I think that Jeremy Geddes might actually beat Jesus in a painting throwdown (sorry, Jesus)
Jeremy Geddes is the scariest person in the universe. The above photo is a painting, people. A painting. I feel like I’m in the twilight zone. I think I zoomed in every single painting in the thumbnails below, and I could have sworn that they were actual photographs. Either my eyesight is awful, or Jeremy Geddes is a wizard. I wear contacts, so I’m pretty sure it’s the latter.
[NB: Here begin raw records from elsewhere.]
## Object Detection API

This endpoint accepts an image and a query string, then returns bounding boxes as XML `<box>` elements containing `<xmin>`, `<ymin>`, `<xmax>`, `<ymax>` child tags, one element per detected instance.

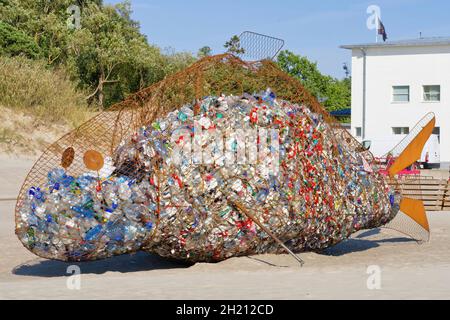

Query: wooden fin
<box><xmin>389</xmin><ymin>117</ymin><xmax>436</xmax><ymax>177</ymax></box>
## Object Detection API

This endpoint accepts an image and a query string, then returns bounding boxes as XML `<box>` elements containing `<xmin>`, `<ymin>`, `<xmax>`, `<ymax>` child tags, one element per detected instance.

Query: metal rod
<box><xmin>233</xmin><ymin>202</ymin><xmax>305</xmax><ymax>267</ymax></box>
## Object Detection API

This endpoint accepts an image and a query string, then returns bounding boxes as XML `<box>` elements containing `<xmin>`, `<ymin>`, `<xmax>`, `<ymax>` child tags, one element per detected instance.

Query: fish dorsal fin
<box><xmin>389</xmin><ymin>113</ymin><xmax>436</xmax><ymax>177</ymax></box>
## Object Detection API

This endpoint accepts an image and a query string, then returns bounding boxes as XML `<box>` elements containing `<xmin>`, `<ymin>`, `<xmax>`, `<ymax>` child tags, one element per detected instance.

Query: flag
<box><xmin>378</xmin><ymin>19</ymin><xmax>387</xmax><ymax>41</ymax></box>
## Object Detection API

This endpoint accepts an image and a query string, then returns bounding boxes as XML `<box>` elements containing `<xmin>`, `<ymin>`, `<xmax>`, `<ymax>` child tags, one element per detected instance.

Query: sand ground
<box><xmin>0</xmin><ymin>156</ymin><xmax>450</xmax><ymax>300</ymax></box>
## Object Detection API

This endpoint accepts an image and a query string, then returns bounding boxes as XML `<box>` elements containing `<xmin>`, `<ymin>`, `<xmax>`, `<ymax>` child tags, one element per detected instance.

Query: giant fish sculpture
<box><xmin>16</xmin><ymin>56</ymin><xmax>434</xmax><ymax>262</ymax></box>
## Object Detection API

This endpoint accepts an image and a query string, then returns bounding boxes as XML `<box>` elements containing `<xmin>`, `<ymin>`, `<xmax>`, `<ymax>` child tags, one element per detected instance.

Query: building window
<box><xmin>392</xmin><ymin>86</ymin><xmax>409</xmax><ymax>102</ymax></box>
<box><xmin>423</xmin><ymin>86</ymin><xmax>441</xmax><ymax>102</ymax></box>
<box><xmin>392</xmin><ymin>127</ymin><xmax>409</xmax><ymax>135</ymax></box>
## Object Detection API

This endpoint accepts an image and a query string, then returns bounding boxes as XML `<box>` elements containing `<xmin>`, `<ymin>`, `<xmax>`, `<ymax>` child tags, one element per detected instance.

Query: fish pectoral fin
<box><xmin>385</xmin><ymin>198</ymin><xmax>430</xmax><ymax>242</ymax></box>
<box><xmin>389</xmin><ymin>113</ymin><xmax>436</xmax><ymax>177</ymax></box>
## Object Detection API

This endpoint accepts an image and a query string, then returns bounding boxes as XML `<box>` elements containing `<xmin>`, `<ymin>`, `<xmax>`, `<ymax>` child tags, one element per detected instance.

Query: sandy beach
<box><xmin>0</xmin><ymin>156</ymin><xmax>450</xmax><ymax>300</ymax></box>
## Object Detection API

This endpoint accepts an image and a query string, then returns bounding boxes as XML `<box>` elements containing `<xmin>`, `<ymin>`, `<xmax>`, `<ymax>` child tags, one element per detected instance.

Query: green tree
<box><xmin>197</xmin><ymin>46</ymin><xmax>212</xmax><ymax>59</ymax></box>
<box><xmin>278</xmin><ymin>50</ymin><xmax>351</xmax><ymax>111</ymax></box>
<box><xmin>0</xmin><ymin>21</ymin><xmax>41</xmax><ymax>59</ymax></box>
<box><xmin>70</xmin><ymin>1</ymin><xmax>163</xmax><ymax>109</ymax></box>
<box><xmin>224</xmin><ymin>36</ymin><xmax>245</xmax><ymax>55</ymax></box>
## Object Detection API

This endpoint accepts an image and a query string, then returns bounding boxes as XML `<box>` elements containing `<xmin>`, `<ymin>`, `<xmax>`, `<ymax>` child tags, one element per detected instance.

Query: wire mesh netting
<box><xmin>16</xmin><ymin>54</ymin><xmax>426</xmax><ymax>262</ymax></box>
<box><xmin>239</xmin><ymin>31</ymin><xmax>284</xmax><ymax>61</ymax></box>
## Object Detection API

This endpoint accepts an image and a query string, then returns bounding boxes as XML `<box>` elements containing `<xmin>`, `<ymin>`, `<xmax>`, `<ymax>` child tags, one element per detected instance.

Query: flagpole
<box><xmin>375</xmin><ymin>17</ymin><xmax>380</xmax><ymax>43</ymax></box>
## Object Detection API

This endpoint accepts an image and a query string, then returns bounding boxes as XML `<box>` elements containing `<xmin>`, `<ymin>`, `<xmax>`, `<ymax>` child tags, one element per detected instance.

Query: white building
<box><xmin>341</xmin><ymin>38</ymin><xmax>450</xmax><ymax>166</ymax></box>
I feel like such a lame-ass, but every time I go back to look at his awesome paintings, I can’t help but go “whooo” (more like an impressed exhale than a cheer…I’m not pumping my fist in the air and cheering or anything. Because yes, I admit to sometimes begin a loser, but not that much of a loser.) PLEASE go and see his prints and let them spellbind you. There are more sketches to be found on his blog. And I’m not entirely sure, but judging from the blurry pic on his Myspace page, he might be kind of hot. And he’s Australian, so even if he turns out not to be that good-looking, the accent compensates, for sure. So, let’s sum it all up: awesome painter; young; maybe sexy, but the photographic evidence is slightly lacking (GOD what is it with artists being all obscure and not letting us know what they look like. We want to know. People are shallow, they care what you look like. And by ‘people,’ I mean ‘me.’); Australian. Can Jeremy Geddes get any more impressive? I think not. But don’t let it get to your head, Jeremy. You’re still no Alex Trebek.
P.S. I just realized that there are two other posts on Jeremy Geddes on this blog already. SHAME ON YOU, BLOG ADMIN! Anyway the posts are this one and this one. I think that the other two posts are better, but now with mine, it’s thrice the fun!